Step 4. Add condition formatting rules:

Now that the data column width and row height have been set properly, you can add the conditional formatting rules to change the color of the boxes to reflect the deviations from the number of expected death (%) due to COVID-19.

First, select all the data. Then go to the Home tab and select “Conditional Formatting.” Make sure to click on “New Rule...” Select the “3-Color Scale” because we will use the gradient levels to create our heat map. The darker color will denote the higher deviations and the lighter color will denote the low or no deviations from the number of expected deaths (%). Make sure to change the “Type” to “Number.” You can enter any values that work for you, but for this example, use “0”, “0.5”, and “1” for the “Minimum”, “Midpoint”, and “Maximum” types, respectively.

Next, with the data still selected, right-click on the data to open a window. Select “Format Cells” because we want to remove the values from the cells. In the Number tab, select “Custom” and enter the following: "";"";"";"". This will change the number values so that it doesn’t show in the cells.

The Excel file should start looking like a heat map. However, there are a few more features we can do to emulate the heat map on The Economist website.

Step 5. Adding borders to the heat map:

After formatting the cells so that the numbers are not visible, you can add borders to the heat map. Select the heat map area, right-click anywhere on the data and select “Format Cells”; you will select the “Border” tab and change the border color to white.

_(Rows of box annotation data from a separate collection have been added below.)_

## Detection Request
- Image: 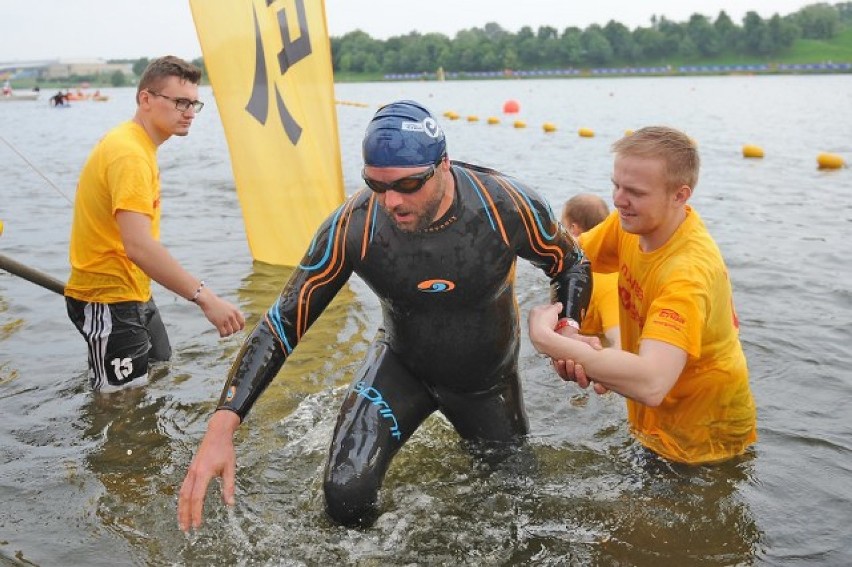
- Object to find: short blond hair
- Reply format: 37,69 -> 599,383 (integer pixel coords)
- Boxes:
562,193 -> 609,232
136,55 -> 201,103
612,126 -> 701,189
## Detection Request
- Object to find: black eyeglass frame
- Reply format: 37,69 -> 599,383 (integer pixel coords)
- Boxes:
361,154 -> 447,195
147,89 -> 204,114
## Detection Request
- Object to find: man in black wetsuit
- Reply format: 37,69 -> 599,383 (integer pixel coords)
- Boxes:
178,101 -> 591,531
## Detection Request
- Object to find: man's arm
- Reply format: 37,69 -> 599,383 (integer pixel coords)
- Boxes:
178,200 -> 357,531
529,305 -> 687,406
115,210 -> 246,337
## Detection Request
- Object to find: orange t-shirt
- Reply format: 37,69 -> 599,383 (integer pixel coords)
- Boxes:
580,272 -> 618,344
65,121 -> 160,303
580,207 -> 757,463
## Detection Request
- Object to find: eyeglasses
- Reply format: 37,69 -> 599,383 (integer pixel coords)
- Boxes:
361,156 -> 445,195
148,90 -> 204,112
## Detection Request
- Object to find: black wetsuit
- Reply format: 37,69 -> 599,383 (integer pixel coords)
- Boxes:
219,162 -> 591,524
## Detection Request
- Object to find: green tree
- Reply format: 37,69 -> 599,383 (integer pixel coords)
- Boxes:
603,20 -> 638,62
793,4 -> 840,39
743,11 -> 775,55
686,14 -> 722,57
768,14 -> 801,53
109,69 -> 127,87
713,10 -> 742,51
559,27 -> 583,67
633,27 -> 666,59
581,24 -> 613,65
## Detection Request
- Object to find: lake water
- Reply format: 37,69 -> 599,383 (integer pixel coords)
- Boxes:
0,75 -> 852,566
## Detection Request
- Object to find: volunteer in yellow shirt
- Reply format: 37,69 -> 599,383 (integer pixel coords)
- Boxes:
65,56 -> 245,390
529,127 -> 757,464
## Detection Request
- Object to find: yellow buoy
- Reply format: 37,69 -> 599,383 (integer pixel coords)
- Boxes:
817,153 -> 846,169
743,144 -> 763,158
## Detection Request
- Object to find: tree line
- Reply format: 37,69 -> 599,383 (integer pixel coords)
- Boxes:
331,2 -> 852,74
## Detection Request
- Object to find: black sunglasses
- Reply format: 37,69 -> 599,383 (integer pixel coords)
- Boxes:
148,89 -> 204,113
361,156 -> 446,195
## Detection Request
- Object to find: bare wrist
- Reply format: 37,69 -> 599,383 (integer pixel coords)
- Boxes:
553,317 -> 580,333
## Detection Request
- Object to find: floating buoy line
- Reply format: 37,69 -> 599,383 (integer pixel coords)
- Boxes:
335,100 -> 847,170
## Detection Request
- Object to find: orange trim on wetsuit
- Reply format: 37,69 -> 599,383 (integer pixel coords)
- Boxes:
220,162 -> 591,417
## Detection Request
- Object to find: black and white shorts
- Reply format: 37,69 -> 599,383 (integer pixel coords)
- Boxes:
65,297 -> 172,391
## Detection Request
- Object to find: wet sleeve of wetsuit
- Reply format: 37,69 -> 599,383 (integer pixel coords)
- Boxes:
514,189 -> 592,323
217,207 -> 352,421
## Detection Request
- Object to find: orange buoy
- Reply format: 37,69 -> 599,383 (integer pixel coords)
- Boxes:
743,144 -> 763,158
817,153 -> 846,169
503,100 -> 521,114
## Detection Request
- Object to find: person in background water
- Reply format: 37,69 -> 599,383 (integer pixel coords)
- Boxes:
65,56 -> 245,390
529,127 -> 757,464
562,193 -> 621,348
178,101 -> 600,531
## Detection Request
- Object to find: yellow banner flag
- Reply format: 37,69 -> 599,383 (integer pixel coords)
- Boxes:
190,0 -> 344,266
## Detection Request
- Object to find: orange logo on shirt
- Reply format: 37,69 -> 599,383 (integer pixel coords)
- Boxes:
660,309 -> 686,325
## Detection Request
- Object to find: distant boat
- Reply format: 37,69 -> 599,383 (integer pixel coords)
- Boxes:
0,93 -> 39,102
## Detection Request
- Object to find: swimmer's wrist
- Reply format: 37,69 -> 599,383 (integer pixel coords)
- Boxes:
553,317 -> 580,333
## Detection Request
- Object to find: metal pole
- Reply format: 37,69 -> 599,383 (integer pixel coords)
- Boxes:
0,254 -> 65,295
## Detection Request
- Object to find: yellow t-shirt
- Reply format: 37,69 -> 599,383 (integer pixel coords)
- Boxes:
580,207 -> 757,464
580,272 -> 618,344
65,121 -> 160,303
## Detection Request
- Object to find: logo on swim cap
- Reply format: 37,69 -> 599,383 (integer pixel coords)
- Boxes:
399,118 -> 444,138
362,100 -> 447,167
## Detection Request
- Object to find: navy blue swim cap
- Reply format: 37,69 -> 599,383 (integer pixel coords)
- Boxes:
362,100 -> 447,167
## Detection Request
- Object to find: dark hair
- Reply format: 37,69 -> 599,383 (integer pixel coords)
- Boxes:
136,55 -> 201,103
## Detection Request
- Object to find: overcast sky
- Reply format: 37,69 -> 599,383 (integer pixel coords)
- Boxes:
0,0 -> 824,62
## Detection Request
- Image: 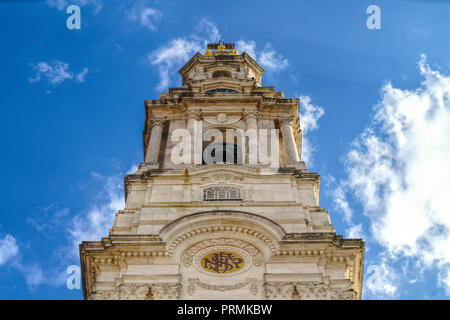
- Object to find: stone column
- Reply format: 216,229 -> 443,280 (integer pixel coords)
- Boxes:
242,111 -> 258,164
145,119 -> 164,166
280,116 -> 300,167
186,110 -> 203,164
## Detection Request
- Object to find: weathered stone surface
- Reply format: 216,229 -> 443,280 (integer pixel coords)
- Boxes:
80,44 -> 364,299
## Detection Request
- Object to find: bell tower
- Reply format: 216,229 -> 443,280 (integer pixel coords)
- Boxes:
80,41 -> 364,299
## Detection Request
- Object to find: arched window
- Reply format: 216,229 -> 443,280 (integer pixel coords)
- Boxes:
212,70 -> 231,78
203,143 -> 243,164
203,187 -> 242,201
205,88 -> 239,94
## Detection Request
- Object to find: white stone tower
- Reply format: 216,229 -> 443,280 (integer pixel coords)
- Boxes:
80,42 -> 364,299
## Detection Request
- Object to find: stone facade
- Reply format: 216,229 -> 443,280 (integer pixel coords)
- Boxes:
80,43 -> 364,299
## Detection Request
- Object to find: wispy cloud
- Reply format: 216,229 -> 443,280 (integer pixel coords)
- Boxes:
299,96 -> 325,165
66,172 -> 125,258
336,55 -> 450,294
76,68 -> 89,83
125,1 -> 163,31
0,234 -> 19,266
147,18 -> 220,91
364,257 -> 398,299
28,61 -> 88,86
236,40 -> 289,72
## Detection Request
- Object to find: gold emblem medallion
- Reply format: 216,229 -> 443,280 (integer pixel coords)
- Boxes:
200,251 -> 245,274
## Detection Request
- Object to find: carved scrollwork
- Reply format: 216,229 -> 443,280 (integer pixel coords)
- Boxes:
88,283 -> 181,300
151,283 -> 181,300
187,278 -> 258,295
264,282 -> 356,300
183,239 -> 264,267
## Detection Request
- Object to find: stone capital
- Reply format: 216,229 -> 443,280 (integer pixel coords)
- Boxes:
279,116 -> 294,127
150,118 -> 166,128
242,110 -> 258,121
185,110 -> 202,121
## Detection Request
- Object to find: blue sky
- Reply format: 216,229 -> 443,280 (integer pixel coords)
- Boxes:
0,0 -> 450,299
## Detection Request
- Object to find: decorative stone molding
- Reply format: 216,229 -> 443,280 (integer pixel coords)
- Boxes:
264,282 -> 356,300
279,116 -> 294,127
264,282 -> 294,299
150,283 -> 181,300
203,113 -> 241,125
185,110 -> 202,121
167,225 -> 276,255
242,110 -> 258,121
150,118 -> 166,128
183,239 -> 263,267
216,113 -> 228,123
187,278 -> 258,296
88,283 -> 181,300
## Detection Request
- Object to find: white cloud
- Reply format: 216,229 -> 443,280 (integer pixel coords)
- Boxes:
47,0 -> 103,14
236,40 -> 256,59
0,234 -> 19,266
236,40 -> 289,72
148,19 -> 220,91
299,96 -> 325,165
28,61 -> 73,85
28,61 -> 88,85
347,224 -> 367,239
339,56 -> 450,298
259,44 -> 289,71
67,172 -> 125,257
148,18 -> 289,91
125,2 -> 162,31
76,68 -> 89,83
364,261 -> 398,299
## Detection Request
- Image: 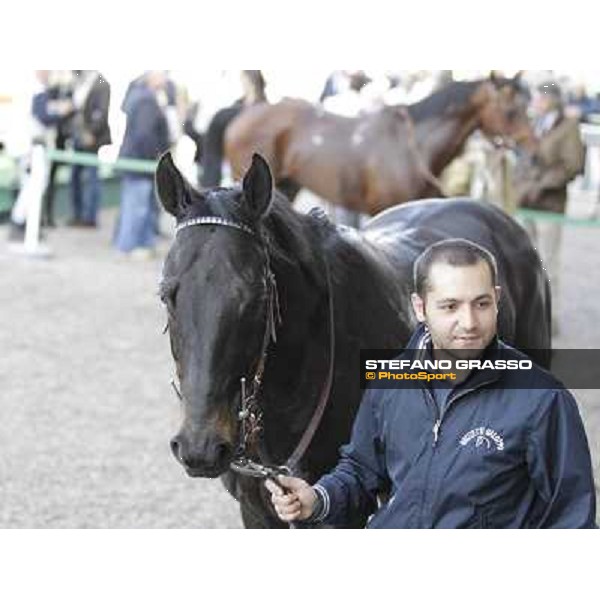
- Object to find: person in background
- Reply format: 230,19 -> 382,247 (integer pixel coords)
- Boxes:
565,84 -> 600,123
514,81 -> 585,333
200,71 -> 267,187
9,70 -> 73,242
42,70 -> 74,227
114,71 -> 170,259
69,71 -> 111,227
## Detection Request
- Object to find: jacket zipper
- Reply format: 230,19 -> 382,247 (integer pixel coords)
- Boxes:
419,382 -> 489,523
427,382 -> 489,448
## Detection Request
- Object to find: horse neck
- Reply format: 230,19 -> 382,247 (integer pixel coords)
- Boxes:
415,109 -> 479,176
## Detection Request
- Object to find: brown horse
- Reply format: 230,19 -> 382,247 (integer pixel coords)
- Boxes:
225,76 -> 534,215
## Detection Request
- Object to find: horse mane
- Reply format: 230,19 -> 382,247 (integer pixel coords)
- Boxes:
406,80 -> 484,121
180,186 -> 337,288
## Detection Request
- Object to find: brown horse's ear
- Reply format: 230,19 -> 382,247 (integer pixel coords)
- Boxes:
242,154 -> 273,219
490,71 -> 500,86
513,71 -> 524,87
156,152 -> 190,217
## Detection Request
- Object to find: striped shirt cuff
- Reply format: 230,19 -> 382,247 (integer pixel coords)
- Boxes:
307,484 -> 331,523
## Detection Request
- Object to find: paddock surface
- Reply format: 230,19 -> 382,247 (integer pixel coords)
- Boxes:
0,204 -> 600,528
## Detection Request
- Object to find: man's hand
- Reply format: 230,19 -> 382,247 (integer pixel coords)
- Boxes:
265,475 -> 317,523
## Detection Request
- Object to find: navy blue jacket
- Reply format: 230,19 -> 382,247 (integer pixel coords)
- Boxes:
119,85 -> 170,177
315,328 -> 596,528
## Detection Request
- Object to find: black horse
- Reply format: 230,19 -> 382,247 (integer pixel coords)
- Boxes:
157,154 -> 550,527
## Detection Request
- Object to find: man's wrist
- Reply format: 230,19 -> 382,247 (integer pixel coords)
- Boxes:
305,484 -> 329,523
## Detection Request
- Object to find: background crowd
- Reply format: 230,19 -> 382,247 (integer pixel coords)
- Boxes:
0,70 -> 600,308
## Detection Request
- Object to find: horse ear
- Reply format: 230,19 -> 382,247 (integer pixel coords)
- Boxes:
156,152 -> 189,217
242,154 -> 273,218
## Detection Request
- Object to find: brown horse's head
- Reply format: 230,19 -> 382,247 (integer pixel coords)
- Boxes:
474,73 -> 535,148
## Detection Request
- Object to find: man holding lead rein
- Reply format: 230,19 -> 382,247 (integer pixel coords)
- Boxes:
266,239 -> 596,528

Then apply the borders to the heat map.

Once you’ve applied the border color change, the heat map should look like the following:

Next, we will add a border to separate the states/territories from each other.

Use the “Filter” feature and select rows where the “alternate” values are 0.5. The rows will be very narrow since we set them to a value of 5 earlier. Now, select the data area including the state/territories column and right-click on the data. Select “Format Cells” and then change the border color to a light shade of gray and apply this to the top border. This will apply a light gray border to separate the states/territories from each other. See illustration below for how to perform this step.

Once you’ve added the border, the heat map should look like the following:

Step 6. Final steps:

In the last steps, you can change the font, hide some of the values, and add a label to identify the weekly deviations. For the final figure, I hid the “alternate” and “number” columns, and I hid the weekly labels. I replaced the weekly labels with a more informative timeline to based on quarters. I also rearranged the states/territories so that I had the United States at the top and some of the more active states/territories at the top (e.g., New York and New York City). This should be remarkably similar to the heat map developed by The Economist. The final figure can be downloaded from the following link.

CONCLUSIONS

Using the data from The Economist, we recreated their heat map for the US. We can visualize when the COVID-19-related deaths exceeded the expected all-cause mortality deaths on a weekly basis from January 2020 to February 2021. For example, New York City was hit with a high percentage of COVID-19 deaths around April 2020, which was also reported for The District of Columbia, New York State, and New Jersey. However, North Dakota, South Dakota, California, and Arizona were hit with high percentages of COVID-19 deaths that exceeded the expected number of deaths later in the year.

Heat maps provide us with a useful visual to compare and contrast different states/territories and the severity of COVID-19 deaths using simple tools provided by Excel.

 

REFERENCES

I used the lessons from a previous blog on developing heat maps (link).

Data on deviations from the number of expected deaths (%) in the US was provided by The Economist (link). However, I cleaned the data so that you can use it for your own exercise (link).